The Newtrients team comprises engineering, microbiology and plant science experts.
“There are several departments within UCC involved because one of the things in the circular economy idea is that you need to bring several disciplines together.”
He said dairy industry wastewater is particularly attractive as potential source of valuable resources in Ireland as it is not contaminated with pathogenic material or heavy metals, which makes it possible to use recovered resources to grow protein rich plants. “Our starting point is milk which is food grade.”
The first strand of the initiative is treatment of the wastewater by acidogenic fermentation to produce bioplastics. That takes out the fatty acids from the dairy sector processing waste. “That process is very much coupled to the duckweed production strand; it will remove a lot of the organic matter, and that is good because plants cannot take up such components as lipids, sugars, proteins etc.”
The bioplastic production phase will not be detrimental, though, to nitrogen or phosphate levels in the wastewater, leaving the liquid with the ideal nutrient composition for growing Lemna or duckweed as a protein alternative to soy.
“Duckweed is pretty comparable to soy in terms of its amino acid profile.”
Lemna is a very good species to work with; it adapts well to a wide range of conditions and is easy to grow, said Jansen.
He said the plant also grows quickly. “In our lab, we double the entire biomass in 36 hours.”
It is about closing the loop.
“The Irish dairy industry is doing all right at the moment in terms of milk prices but, in most years, the key factor determining whether the dairy farmer makes a profit or loss depends very simply on one thing – how much soy farmers need to buy in the winter. Any replacement of soy with a local source that might be cheap is going to increase the profitability of the sector.”
FeedNavigator is hosting Feed Protein Vision in Amsterdam in March - check out all the details here.
The face to face event, our first, will look at novel approaches involving both traditional and alternative protein sources, focusing on routes to market success and how best to tackle the inherent challenges along the way: ensuring food safety, minimizing production costs, maximizing nutritional qualities, navigating the regulatory environment and securing consumer acceptance.
The UCC team is currently looking at dairy processing waste and seeing whether they need to modify it, looking at what extent they would need to add nutrients so the duckweed plants would grow efficiently.
“We are working now in the lab with relatively small containers. In the next year, we will start to work on tanks of about 200 to 250 liters in volume, and when it comes to the third year, we should be working with systems in the range of 1,000 liters. Based on the literature, we expect to achieve 20 tons of dry matter per hectare in terms of duckweed productivity.”
This waste management approach might well be a solution for Ireland, but not necessarily for all markets, especially countries with high-density agriculture sector like the Netherlands, stressed Jansen.
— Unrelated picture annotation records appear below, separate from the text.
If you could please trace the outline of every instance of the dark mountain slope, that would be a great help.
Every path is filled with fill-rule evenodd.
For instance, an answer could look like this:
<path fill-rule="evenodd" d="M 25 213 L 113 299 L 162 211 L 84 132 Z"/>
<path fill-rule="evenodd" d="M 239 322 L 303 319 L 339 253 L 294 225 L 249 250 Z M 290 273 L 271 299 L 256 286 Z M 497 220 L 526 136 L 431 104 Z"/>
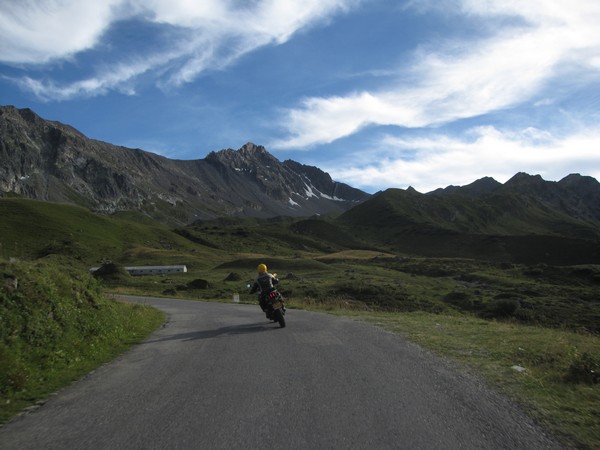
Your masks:
<path fill-rule="evenodd" d="M 517 174 L 420 194 L 389 189 L 338 223 L 396 251 L 429 256 L 547 262 L 600 262 L 600 183 Z"/>
<path fill-rule="evenodd" d="M 0 107 L 0 192 L 107 213 L 140 211 L 171 224 L 339 213 L 368 198 L 251 143 L 205 159 L 171 160 L 88 139 L 14 107 Z"/>

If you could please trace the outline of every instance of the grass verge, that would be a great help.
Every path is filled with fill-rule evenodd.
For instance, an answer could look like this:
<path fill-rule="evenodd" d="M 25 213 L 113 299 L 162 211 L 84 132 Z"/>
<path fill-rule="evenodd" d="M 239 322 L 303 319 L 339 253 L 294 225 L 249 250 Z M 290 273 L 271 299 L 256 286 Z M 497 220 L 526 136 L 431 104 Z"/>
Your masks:
<path fill-rule="evenodd" d="M 600 449 L 600 337 L 467 315 L 343 314 L 399 333 L 478 374 L 567 446 Z"/>
<path fill-rule="evenodd" d="M 112 360 L 164 321 L 107 298 L 91 276 L 0 261 L 0 423 Z"/>

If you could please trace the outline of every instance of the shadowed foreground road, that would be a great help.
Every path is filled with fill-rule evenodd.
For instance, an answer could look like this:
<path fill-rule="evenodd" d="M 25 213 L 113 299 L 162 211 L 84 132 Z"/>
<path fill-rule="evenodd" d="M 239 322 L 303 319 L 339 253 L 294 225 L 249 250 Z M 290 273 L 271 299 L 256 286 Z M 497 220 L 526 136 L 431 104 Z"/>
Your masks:
<path fill-rule="evenodd" d="M 0 429 L 2 449 L 549 449 L 518 408 L 401 337 L 290 310 L 129 298 L 144 343 Z"/>

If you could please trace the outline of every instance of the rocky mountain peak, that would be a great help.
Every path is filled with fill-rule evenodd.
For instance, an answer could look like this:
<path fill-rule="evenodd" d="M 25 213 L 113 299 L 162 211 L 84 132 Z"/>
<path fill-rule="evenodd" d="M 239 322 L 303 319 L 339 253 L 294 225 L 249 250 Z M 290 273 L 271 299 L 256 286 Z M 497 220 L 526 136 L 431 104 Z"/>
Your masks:
<path fill-rule="evenodd" d="M 176 161 L 89 139 L 30 109 L 0 106 L 0 195 L 140 211 L 171 224 L 222 216 L 343 212 L 369 197 L 251 142 Z"/>

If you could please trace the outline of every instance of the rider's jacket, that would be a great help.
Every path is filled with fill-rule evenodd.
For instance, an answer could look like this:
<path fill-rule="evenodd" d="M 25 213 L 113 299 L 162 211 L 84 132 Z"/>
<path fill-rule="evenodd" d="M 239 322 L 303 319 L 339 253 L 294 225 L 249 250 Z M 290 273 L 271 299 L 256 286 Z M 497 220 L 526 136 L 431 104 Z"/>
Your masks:
<path fill-rule="evenodd" d="M 274 289 L 273 285 L 277 283 L 279 283 L 279 279 L 275 278 L 269 272 L 261 273 L 254 280 L 254 284 L 252 285 L 252 289 L 250 289 L 250 293 L 253 294 L 256 291 L 259 291 L 261 295 L 267 294 Z"/>

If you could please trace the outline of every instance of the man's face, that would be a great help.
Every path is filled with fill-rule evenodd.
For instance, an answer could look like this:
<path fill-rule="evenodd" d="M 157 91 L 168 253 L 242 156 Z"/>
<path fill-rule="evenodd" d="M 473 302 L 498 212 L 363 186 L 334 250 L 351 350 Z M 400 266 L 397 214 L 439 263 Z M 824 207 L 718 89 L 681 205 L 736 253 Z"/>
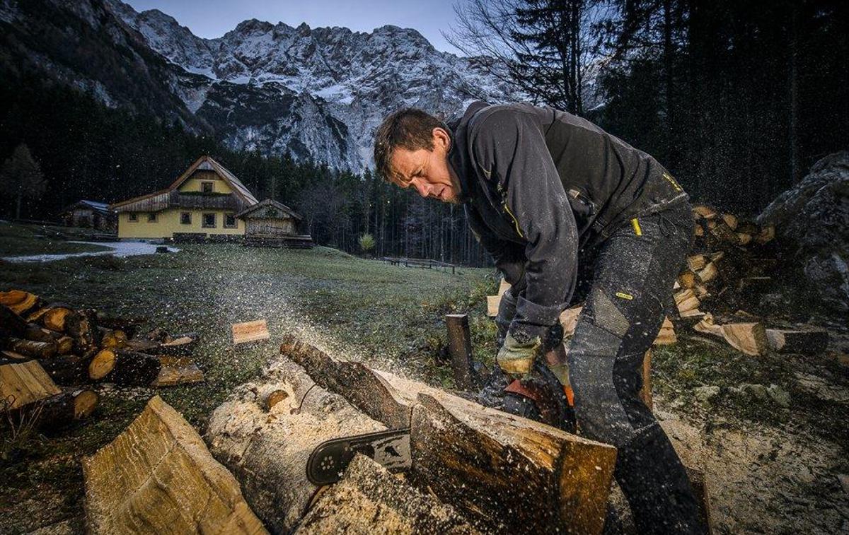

“We need to view this project in context – we see in Ireland that may farms have poor patches or boggy soil where small wetlands can easily be created, utilizing land that does not have economical value.”
The short-term ambition is to drive a local circular economy - closing the nutrient cycle – whereby individual farmers would have a hectare of ponds, growing their own duckweed.
“If you look at farms supplying milk to local dairy processors, there are tankers going up full and coming back empty, so there is no reason why that wastewater can't be brought back to the farm.”
However, he said it could be a much bigger concept.
“I don’t see why people wouldn’t grow duckweed at much larger scale – at tens of hectares – specifically to create a cash crop for protein isolation.”
The researchers are mindful that yoghurt or cheese production creates a different type of processing waste and that the composition of milk varies across the season as well.
“So you need a system that is robust enough to deal with different waste streams.”